Speaking to Radio Tamazuj on Tuesday, Samuel Duku, a resident of Kangapo Payam said the presence of cattle roaming farmlands in his village and destroying crops is putting farmers and the pastoralists on a collision course.
“As we speak now, they are in my compound and they have destroyed all that I have and they destroyed my field crops and the armed herders are also collecting cassava from our farmers without any permission,” Duku lamented. “We have tried to resolve this issue several times but the government failed to direct the cattle herders to return to their areas and as farmers, we are stranded and we don’t have anywhere to go.”
Simon Lubang, another farmer in Limi Boma of Liwolo Payam, said a huge number of cattle, guarded by armed pastoralists have invaded people’s farms and that the herders threaten farmers from accessing their gardens.
“These pastoralists and their cows have been feeding on our harvest and crops and the government could not intervene on the issue of the roaming cattle. Also, many people could not return to their villages because of the armed pastoralists,” Lubang said.
A recent returnee, Charles Lubang, said that his newly erected grass-thatched hut and vegetable crops have been destroyed by the cattle.
“We have been living in grass-thatched houses here since our return and our vegetable crops have been eaten up by the animals. The pastoralists are threatening us with their guns and our relationship is bad because we are living in fear and many people returning to resettle here have fled back because of the armed men. Many of us however want to stay here in South Sudan and engage in agricultural activities,” Lubang said.
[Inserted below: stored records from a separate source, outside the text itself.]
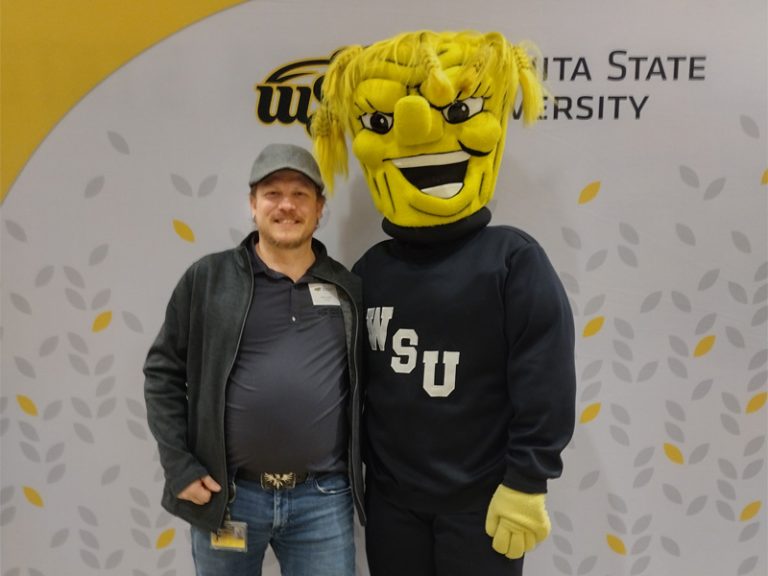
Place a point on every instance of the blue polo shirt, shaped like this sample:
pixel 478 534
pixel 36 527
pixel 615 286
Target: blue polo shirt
pixel 287 391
For his part, the Kajo-Keji County Executive Director, Ezibon Taban, said that the presence of armed cattle herders will affect farming and voluntary return to Kajo-Keji County this year.
“The cattle are very many in various parts of Kajo-Keji County and it is now approaching the rainy season and we expected the pastoralists to move away from civilian villages so that they don’t affect farming activities,” according to Taban. “If they also stay in civilian areas, it will prevent the returnees from coming back home because their lands have been occupied and we don’t want problems here.”
The local official said they have been holding several meetings involving the cattle keepers, farmers, and community leaders and resolved in one of their recent meetings that the herders move away from civilian centers in vain.
According to Taban, the armed pastoralists crossed over from Jonglei State and Terekeka County of Central Equatoria. He said that he is waiting for the arrival of the newly appointed county commissioner to resolve the matter between the farmers and the pastoralists peacefully.